You are viewing a plain text version of this content. The canonical link for it is here.
Posted to issues@spark.apache.org by "Jungtaek Lim (JIRA)" <ji...@apache.org> on 2019/06/27 22:08:00 UTC
[jira] [Comment Edited] (SPARK-28192) Data Source - State - Write side

    [ https://issues.apache.org/jira/browse/SPARK-28192?page=com.atlassian.jira.plugin.system.issuetabpanels:comment-tabpanel&focusedCommentId=16874538#comment-16874538 ] 

Jungtaek Lim edited comment on SPARK-28192 at 6/27/19 10:07 PM:
----------------------------------------------------------------

I realized new DSv2 (maybe old DSv2 too?) requires Dataframe to be partitioned correctly before putting sink. State writer is not the case, and unfortunately there's no storage coordinating this. It should repartition via key by itself, which could be possible with DSv1 (since it provides Dataframe to write) but no longer possible with DSv2.

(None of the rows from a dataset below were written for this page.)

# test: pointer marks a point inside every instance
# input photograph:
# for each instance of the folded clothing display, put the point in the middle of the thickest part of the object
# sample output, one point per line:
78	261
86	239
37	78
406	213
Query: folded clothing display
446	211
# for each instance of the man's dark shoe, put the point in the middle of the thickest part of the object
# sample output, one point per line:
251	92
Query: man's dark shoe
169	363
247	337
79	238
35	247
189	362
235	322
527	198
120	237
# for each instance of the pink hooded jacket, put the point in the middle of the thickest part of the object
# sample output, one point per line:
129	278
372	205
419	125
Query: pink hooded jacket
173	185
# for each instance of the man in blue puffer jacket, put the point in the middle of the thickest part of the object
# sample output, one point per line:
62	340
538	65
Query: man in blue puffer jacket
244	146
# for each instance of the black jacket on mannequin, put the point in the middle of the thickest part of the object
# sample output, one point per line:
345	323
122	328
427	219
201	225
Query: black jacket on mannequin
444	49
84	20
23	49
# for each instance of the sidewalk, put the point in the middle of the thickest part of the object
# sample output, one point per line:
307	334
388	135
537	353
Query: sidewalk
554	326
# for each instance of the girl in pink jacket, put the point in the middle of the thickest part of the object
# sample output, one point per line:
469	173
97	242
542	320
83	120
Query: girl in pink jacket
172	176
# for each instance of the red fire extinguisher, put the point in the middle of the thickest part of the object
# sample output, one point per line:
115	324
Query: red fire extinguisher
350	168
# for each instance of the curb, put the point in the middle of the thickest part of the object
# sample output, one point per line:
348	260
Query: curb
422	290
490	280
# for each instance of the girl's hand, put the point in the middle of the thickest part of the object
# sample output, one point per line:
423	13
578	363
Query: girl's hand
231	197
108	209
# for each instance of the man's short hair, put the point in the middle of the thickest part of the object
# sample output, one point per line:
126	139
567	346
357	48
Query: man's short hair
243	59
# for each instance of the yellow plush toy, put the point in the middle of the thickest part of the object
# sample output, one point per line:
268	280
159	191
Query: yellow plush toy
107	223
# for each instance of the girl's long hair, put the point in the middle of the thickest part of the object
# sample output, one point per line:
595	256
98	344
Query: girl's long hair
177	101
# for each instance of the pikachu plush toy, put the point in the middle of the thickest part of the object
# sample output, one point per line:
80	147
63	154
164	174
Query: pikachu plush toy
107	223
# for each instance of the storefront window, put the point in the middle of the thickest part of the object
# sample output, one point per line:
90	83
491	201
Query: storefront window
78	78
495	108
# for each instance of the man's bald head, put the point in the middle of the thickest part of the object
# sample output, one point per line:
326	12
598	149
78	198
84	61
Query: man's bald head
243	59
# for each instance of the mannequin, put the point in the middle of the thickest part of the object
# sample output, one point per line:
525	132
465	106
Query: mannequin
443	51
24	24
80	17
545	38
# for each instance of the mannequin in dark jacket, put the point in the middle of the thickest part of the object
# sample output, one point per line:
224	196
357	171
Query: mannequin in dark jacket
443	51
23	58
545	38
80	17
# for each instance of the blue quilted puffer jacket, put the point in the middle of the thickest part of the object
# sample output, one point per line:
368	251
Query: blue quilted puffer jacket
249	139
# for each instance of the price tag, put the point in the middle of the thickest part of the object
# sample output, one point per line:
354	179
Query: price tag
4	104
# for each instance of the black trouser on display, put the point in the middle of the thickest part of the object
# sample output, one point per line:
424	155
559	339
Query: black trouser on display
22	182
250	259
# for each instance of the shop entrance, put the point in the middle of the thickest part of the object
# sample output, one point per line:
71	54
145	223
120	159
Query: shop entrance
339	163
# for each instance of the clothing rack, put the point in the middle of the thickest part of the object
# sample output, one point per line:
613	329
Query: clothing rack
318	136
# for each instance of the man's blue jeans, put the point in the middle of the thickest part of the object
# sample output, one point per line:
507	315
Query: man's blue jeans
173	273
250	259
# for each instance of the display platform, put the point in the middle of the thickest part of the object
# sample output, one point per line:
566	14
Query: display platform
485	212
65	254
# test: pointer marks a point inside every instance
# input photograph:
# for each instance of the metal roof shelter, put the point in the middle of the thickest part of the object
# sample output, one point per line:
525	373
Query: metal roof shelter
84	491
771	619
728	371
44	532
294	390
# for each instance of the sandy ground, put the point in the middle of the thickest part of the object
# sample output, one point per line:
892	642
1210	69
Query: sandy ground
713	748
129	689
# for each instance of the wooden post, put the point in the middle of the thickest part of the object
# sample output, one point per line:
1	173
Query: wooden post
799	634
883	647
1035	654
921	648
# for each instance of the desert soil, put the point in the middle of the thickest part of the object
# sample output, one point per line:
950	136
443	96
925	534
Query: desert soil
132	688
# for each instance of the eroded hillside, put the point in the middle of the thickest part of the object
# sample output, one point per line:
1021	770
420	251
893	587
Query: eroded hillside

[https://github.com/HeartSaVioR/spark-state-tools/blob/2f97f264186e852144e7ec3f9b2ab3dda4e45179/src/main/scala/net/heartsavior/spark/sql/state/StateStoreWriter.scala#L63-L75]

[~rdblue] [~cloud_fan] Which would be the best to address this? Would I need to wrap this with some method to handle repartition before adding to sink?


was (Author: kabhwan):
I realized new DSv2 (maybe old DSv2 too?) requires Dataframe to be partitioned correctly before putting sink. State writer is not the case, as there's no storage coordinating this. It should repartition via key by itself, which could be possible with DSv1 (since it provides Dataframe to write) but no longer possible with DSv2.

[https://github.com/HeartSaVioR/spark-state-tools/blob/2f97f264186e852144e7ec3f9b2ab3dda4e45179/src/main/scala/net/heartsavior/spark/sql/state/StateStoreWriter.scala#L63-L75]

[~rdblue] [~cloud_fan] Which would be the best to address this? Would I need to wrap this with some method to handle repartition before adding to sink?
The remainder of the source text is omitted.